I would have been able to distinguish between them in any case but a number makes it easier. Their paternal half-sibling 710 has quite similar features and she doesn't have a tag either, so I sometimes mistake her for one of the twins.
Meg, having spent the last season without a calf, has become very fat.
We left them grazing in the roundabout with access to the bottom yard for the water trough.
Mangonui Haulage's nicest stock-truck driver arrived exactly on time this morning and took the cattle quietly away. As usual I was not there. I do not add helpfully to the calmness of the departure with the anxiety I always feel when cattle have to go. It is anxiety about loading, the road trip and all the potentially frightening newness of it for them, along with potential discomfort or injury. There is no good in my anxiety but I have not yet learnt to subdue it completely. I do not fear (for them) the moment of death, for that is quick and painless and then there is no more.
For the record, today's departing animals were:
Raewyn came out for a visit and we went for a walk to move the cows and calves.
As we walked along the track below the PW, a tiny insect flew up from somewhere and I managed to get it to land in my hand. I think it is some type of cranefly. I didn't have glasses with me, so had to take a lot of macro photos in the hope one or two of them would be in focus.
Wanting to find somewhere we'd find more interesting things, we walked around to the Bush Flat reserve and wandered amongst the trees there.
Of course a walk with someone else with a camera always carries this significant risk: getting caught in a moment of complete absorption in one's own thoughts.
Walking across the Bush Flat on our way home for lunch, Raewyn spotted this tiny fungus. It's delightful exploring with someone else who also sees the tiny things.
As we walked down toward the gate, where the cows wanted to go, Dreamliner 787 bounced her way around Raewyn and with my camera still turned on, I caught her in the act.
Back to the boundary fenceline, today with neighbour Gary coming along to help, because he wanted to get out and do something active. I walked along with them for a while to see how it was all looking: Stephan's been working hard!
Cut Ponga stumps look terrible, as if they're bleeding!
This is an ancient but still reasonably sound Puriri fence post. There have been quite a few along the fenceline. You couldn't rewire the fence with a post like this though because while it's still quite firmly in the ground, its surface is no longer solid, so it would not hold staples.
I'm not sure how it should be described but Puriri has very hard, very long-lasting "skeletal" structures which remain for decades after the less-permanent material has rotted away. (In the right locations, those gaps become wonderful places for native orchids to grow.)
I went off to the doctor today, since I've been continuing to feel distracting discomfort around my surgery scar. The doctor made me feel much worse!
His primary concern was that I may have a hernia somewhere but after poking and prodding for several minutes, asking me to cough while he did so, he concluded that was not the case and has thrown some anti-inflammatories at me for a couple of weeks, to see if that settles things down.

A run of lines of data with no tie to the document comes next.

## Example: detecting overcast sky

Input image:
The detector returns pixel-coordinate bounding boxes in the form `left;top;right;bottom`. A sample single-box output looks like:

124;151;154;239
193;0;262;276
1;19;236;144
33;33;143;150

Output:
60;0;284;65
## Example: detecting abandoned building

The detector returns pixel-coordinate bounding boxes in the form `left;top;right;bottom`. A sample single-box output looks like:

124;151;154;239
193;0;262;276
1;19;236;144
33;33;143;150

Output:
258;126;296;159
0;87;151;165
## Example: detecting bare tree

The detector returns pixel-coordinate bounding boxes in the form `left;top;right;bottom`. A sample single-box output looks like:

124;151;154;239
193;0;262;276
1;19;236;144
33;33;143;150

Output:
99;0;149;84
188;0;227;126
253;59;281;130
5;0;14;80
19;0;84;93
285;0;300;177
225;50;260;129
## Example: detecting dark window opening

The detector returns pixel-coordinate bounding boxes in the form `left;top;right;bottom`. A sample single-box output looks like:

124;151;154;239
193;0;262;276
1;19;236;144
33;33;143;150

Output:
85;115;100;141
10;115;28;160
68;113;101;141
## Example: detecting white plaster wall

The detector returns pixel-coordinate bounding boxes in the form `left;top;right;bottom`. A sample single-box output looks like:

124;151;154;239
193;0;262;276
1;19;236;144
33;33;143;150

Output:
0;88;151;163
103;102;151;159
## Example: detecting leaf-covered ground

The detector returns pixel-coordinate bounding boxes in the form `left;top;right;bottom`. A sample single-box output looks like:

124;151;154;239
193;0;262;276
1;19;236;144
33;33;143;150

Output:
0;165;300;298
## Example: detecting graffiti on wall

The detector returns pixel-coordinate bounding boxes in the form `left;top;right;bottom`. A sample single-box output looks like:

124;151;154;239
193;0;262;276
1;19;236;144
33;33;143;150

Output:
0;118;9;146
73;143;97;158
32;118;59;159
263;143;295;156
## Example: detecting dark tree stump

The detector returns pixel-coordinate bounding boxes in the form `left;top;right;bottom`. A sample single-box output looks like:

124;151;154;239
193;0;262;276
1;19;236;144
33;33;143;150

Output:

I will also continue to rest/sit a lot - easy to do as there's still a huge amount of work to do within this site in my ongoing efforts to make it responsive for mobile device browsing.
We have been determined to fully attend these events when we can. There is much to be gained from the communal experience of staying on a marae (the only thing you lose is sleep because of the inevitable unfamiliar snoring). Many of our classmates do not stay and thus miss out on some of the increasing closeness we all feel as a group.
The other reason for doing everything we could to be present for the whole time on this occasion, is that the next noho will be in October and our participation then will be uncertain, because calving will have begun. If there are no heifers immediately due then and if our milking attendants are available, we may be able to get away for a while but bovine midwifery must be my primary focus at that time.